What does TOC stand for? (Indie Publishing Glossary)


TOC stands for table of contents. 

Ebook publishing best practice is to include a hyperlinked (clickable) list of chapters in the front of your ebook manuscript. Something like this:

In ebooks, the table of contents is usually located after the title page, the copyright notice, and any other "front matter." Place your table of contents just before the first chapter. 

In ebook tables of contents, page numbers are never used. Page numbers are always used in paperback tables of contents.

Fiction paperbacks do not typically include a table of contents, but nonfiction physical books usually do.  

For fiction, you can label your chapters simply (Chapter One, Chapter Two, etc.) or give them creative names (The Ogre Returns, The Final Clue, etc.) Below is the table of contents from a short mystery by Jeffrey Shields called A Hard-Boiled Omelet:

Jeffrey chose to label his chapters as "Chapter One: The Chase," but simply labeling it "The Chase" would have worked fine. 

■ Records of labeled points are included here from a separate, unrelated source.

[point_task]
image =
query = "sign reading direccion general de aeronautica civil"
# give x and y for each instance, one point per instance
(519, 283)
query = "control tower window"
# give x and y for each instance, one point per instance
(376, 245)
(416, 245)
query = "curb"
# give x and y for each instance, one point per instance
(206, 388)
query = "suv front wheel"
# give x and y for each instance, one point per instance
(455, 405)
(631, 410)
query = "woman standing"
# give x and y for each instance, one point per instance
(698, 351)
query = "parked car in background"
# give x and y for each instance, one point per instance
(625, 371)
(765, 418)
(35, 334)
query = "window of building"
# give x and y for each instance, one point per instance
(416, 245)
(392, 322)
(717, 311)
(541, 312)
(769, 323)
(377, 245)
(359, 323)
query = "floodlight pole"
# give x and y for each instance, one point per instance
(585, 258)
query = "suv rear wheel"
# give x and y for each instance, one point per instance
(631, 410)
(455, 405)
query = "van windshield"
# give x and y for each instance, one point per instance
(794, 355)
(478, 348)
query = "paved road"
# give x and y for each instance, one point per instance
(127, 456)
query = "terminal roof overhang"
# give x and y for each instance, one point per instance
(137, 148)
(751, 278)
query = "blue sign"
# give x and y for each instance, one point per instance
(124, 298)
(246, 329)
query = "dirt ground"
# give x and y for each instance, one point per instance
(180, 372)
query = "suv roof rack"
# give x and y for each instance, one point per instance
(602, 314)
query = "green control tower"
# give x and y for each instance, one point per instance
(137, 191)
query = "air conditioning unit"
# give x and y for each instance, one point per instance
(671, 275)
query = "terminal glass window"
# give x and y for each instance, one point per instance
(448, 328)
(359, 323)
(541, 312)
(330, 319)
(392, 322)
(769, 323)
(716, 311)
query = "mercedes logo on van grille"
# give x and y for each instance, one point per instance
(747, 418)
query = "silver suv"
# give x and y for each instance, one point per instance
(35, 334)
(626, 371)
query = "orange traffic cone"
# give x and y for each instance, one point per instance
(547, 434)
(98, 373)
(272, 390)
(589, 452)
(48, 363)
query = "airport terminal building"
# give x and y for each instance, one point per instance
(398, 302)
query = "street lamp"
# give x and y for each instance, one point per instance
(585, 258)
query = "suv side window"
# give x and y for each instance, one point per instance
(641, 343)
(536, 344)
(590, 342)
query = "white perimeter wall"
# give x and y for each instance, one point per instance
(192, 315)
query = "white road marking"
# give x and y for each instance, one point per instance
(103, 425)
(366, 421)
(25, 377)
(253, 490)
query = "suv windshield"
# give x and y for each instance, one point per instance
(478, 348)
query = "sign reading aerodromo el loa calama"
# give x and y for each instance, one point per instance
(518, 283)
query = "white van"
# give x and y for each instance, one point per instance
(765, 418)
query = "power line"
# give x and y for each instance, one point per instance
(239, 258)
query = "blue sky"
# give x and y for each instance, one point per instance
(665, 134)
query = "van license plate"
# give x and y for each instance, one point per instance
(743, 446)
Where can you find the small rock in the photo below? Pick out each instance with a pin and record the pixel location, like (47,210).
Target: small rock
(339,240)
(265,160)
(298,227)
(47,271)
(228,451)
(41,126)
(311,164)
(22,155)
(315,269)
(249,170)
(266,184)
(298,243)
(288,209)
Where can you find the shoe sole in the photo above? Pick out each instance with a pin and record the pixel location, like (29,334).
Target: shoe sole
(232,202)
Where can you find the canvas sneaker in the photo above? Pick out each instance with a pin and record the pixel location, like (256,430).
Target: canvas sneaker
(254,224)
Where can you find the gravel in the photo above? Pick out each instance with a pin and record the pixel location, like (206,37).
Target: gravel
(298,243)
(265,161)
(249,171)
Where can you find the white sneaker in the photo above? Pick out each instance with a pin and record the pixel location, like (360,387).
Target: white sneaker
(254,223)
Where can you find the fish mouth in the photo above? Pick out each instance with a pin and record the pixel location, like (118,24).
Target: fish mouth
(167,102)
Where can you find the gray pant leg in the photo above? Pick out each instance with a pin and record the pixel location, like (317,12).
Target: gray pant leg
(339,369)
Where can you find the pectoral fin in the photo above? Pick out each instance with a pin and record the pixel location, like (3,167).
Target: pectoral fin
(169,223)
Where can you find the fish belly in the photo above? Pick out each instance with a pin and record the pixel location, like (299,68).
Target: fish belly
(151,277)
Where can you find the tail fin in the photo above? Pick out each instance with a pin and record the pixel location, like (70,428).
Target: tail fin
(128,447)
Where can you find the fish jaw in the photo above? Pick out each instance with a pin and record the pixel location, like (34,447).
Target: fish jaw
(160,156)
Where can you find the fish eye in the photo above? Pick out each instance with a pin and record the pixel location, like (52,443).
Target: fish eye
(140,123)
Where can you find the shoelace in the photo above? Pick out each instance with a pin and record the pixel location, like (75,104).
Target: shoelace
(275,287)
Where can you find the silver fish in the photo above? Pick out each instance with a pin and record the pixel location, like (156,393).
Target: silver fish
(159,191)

Labeling chapters with the name of the point-of-view character is a very common chapter title convention in romances written from alternating points of view. Below is the table of contents from Melanie Harlow's novel Some Sort of Crazy:  

Notice that Melanie also took advantage of her table of contents to link to her "back matter," which consists of a sneak peek of the next book in her series, a list of her other titles, a link to join her reader group, acknowledgments, and her author bio. 

Nonfiction books should be given chapter titles that indicate the subject matter covered in that chapter. Below is the table of contents from Julia Roberts' nonfiction title, Write Without the Fight

Notice that Julia also takes advantage of her table of contents to highlight her "back matter."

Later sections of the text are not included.